Compreendemos então que os processos dinâmicos, a partir dos quais ocorrem as mudanças de footing, convergem com a questão da pluralidade das identidades, sendo que todos esses aspectos da interação face a face estão confinados ao evento interacional, à situação social e à capacidade de adequar-se a eles por meio de ações verbais e não verbais.

As mudanças de footing dos indivíduos inseridos em uma determinada interação representam o gerenciamento de suas identidades múltiplas diante dos variados papéis que desempenham em seu convívio social. Deste modo, mais uma vez, se reafirma uma nova concepção de identidade, que não é única, fixa e rígida, mas que, pelo contrário, se molda a cada uma das situações que a nós se apresenta por meio das estratégias linguísticas (e inclusive extralinguísticas) citadas acima.

Cada reconfiguração de nosso self representa uma nova projeção da identidade que pretendemos construir dentro de um determinado espaço de interação. Tal identidade é negociada na intersubjetividade de nossas relações interpessoais e estão confinadas aos significados que atribuímos a um dado evento interativo assim como à compreensão dos papéis que desempenhamos dentro desse evento.

Todos esses significados e representações são partilhados socialmente porque estão, de algum modo, convencionalizados, sendo eles mesmos direcionadores de nossos comportamentos, constituindo, também, parte dos conhecimentos prévios que possuímos enquanto seres sociais. Dentro dessa perspectiva, temos a linguagem, enquanto meio de ação social, pois, de acordo com o que vimos até o presente momento, é ela, a linguagem, que nos projeta dentro de um determinado ambiente interacional que nos situa enquanto indivíduos integrantes e atuantes dentro deste ambiente.

As atividades discursivas em que estamos situados são tomadas, como na visão de Goffman, como enquadres nos quais nossos papéis sociais são validados e nossas identidades são expostas ou reveladas ou mesmo criadas para estarem em consonância com tal enquadre.

A transformação de nossas experiências em histórias e o modo como as verbalizamos representam uma maneira de nos apresentarmos aos nossos interlocutores, de nos reinventarmos e ajustar aspectos de nossa personalidade. Estamos continuamente nos situando e nos reposicionando, nos definindo e nos redefinindo por meio de palavras. Schiffrin assevera ainda que contar uma história é um processo que permeia nossos modos de falar, agir e de estarmos no mundo.

Assim como a história é dinâmica, visto que é transformada e construída pelo tempo bem como por aspectos socio-culturais, assim também somos nós, integrantes desse processo; ainda que involuntariamente. A cada dia, e de diferentes maneiras, somos convocados a fazer parte de tal processo. Portanto, para nos inserimos na história enquanto agentes participativos de nosso tempo, é necessário reivindicar nosso lugar a fim de estarmos interagindo em um mundo que se mostra em constante evolução, heterogêneo e plural e, para que assim se faça, a linguagem é o meio mais eficiente.

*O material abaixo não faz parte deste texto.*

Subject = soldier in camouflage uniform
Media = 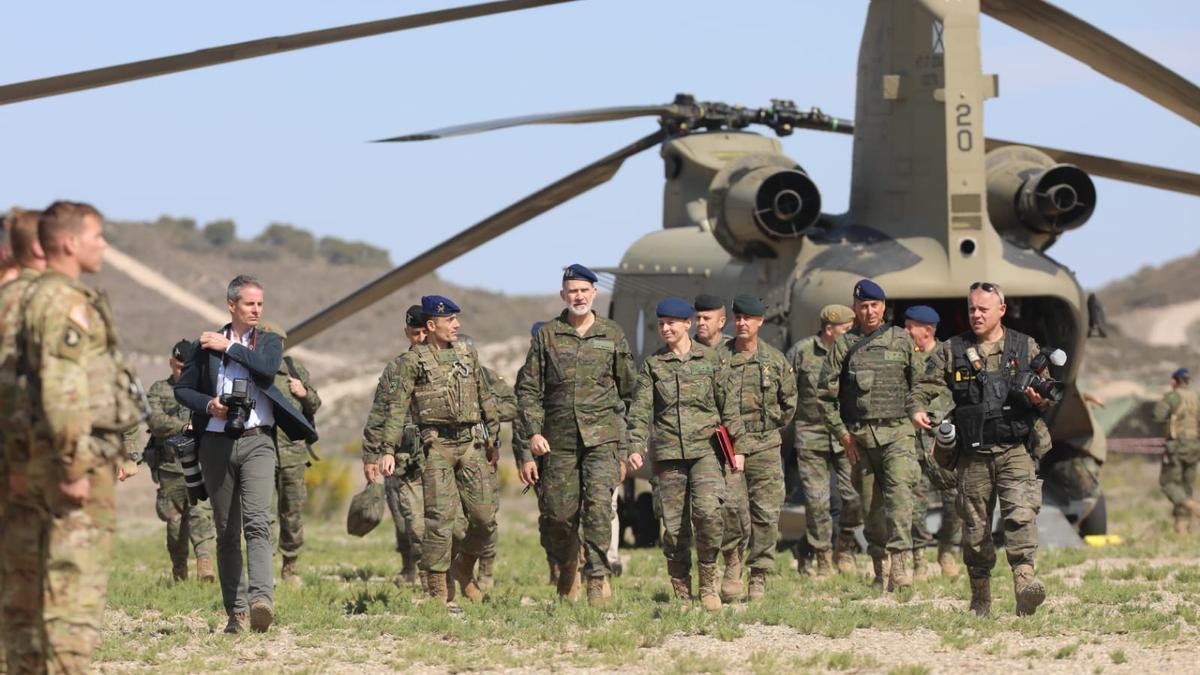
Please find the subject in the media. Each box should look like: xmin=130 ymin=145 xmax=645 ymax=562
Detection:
xmin=908 ymin=282 xmax=1050 ymax=616
xmin=905 ymin=305 xmax=962 ymax=581
xmin=6 ymin=202 xmax=146 ymax=673
xmin=721 ymin=293 xmax=796 ymax=602
xmin=364 ymin=295 xmax=499 ymax=602
xmin=517 ymin=264 xmax=636 ymax=605
xmin=629 ymin=298 xmax=742 ymax=611
xmin=1154 ymin=368 xmax=1200 ymax=534
xmin=143 ymin=340 xmax=216 ymax=581
xmin=818 ymin=279 xmax=920 ymax=590
xmin=0 ymin=209 xmax=46 ymax=671
xmin=263 ymin=323 xmax=320 ymax=586
xmin=787 ymin=305 xmax=863 ymax=577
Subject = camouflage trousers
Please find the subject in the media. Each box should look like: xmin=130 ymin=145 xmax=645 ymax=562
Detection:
xmin=155 ymin=471 xmax=217 ymax=567
xmin=421 ymin=436 xmax=497 ymax=573
xmin=1158 ymin=441 xmax=1200 ymax=515
xmin=383 ymin=461 xmax=425 ymax=567
xmin=958 ymin=446 xmax=1042 ymax=579
xmin=796 ymin=444 xmax=863 ymax=551
xmin=654 ymin=453 xmax=726 ymax=569
xmin=538 ymin=442 xmax=620 ymax=577
xmin=854 ymin=435 xmax=920 ymax=557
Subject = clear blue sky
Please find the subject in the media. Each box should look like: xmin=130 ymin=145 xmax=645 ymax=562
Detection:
xmin=0 ymin=0 xmax=1200 ymax=293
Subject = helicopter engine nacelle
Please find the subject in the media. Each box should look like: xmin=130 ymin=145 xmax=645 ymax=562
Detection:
xmin=988 ymin=145 xmax=1096 ymax=251
xmin=708 ymin=154 xmax=821 ymax=259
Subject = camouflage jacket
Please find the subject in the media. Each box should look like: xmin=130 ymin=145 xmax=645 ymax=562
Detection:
xmin=517 ymin=310 xmax=637 ymax=449
xmin=817 ymin=325 xmax=917 ymax=447
xmin=629 ymin=341 xmax=743 ymax=461
xmin=275 ymin=357 xmax=320 ymax=468
xmin=146 ymin=376 xmax=192 ymax=474
xmin=725 ymin=338 xmax=796 ymax=455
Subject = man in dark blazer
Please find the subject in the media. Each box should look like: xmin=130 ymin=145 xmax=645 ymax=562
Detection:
xmin=175 ymin=275 xmax=317 ymax=633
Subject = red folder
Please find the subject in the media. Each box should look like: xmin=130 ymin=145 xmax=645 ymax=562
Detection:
xmin=716 ymin=424 xmax=733 ymax=466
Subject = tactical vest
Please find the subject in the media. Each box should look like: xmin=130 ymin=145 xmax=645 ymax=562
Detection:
xmin=1166 ymin=387 xmax=1200 ymax=441
xmin=413 ymin=341 xmax=482 ymax=426
xmin=838 ymin=327 xmax=908 ymax=423
xmin=950 ymin=328 xmax=1036 ymax=450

Deste modo, consideramos o estudo da narrativa no mínimo intrigante por sua abrangência e sua relação com as diversas áreas do conhecimento, fornecendo subsídios tanto para uma pesquisa a nível micro, sobre a construção da identidade individual e de grupo, quanto a nível macro em torno do tema construção da identidade social. Encerramos com a concepção apresentada pelo estudioso francês Ricoeur (1983), que assim descreve a função da narrativa:

[...] são elas que nos permitem tecer inteligibilidade e ordenação espaço-temporal na profusão de acasos e contingências que caracterizam a experiência, dando-lhes a ideia de completude. Teríamos, segundo o pensador francês, um fascínio pela criação de um tempo retilíneo, que nos faz, de certa forma, experimentar a ideia de controle sobre os acasos desordenados da existência e da nossa experiência de identidade e alteridade. (RICOEUR apud BASTOS, FABRÍCIO, 2009,p.46).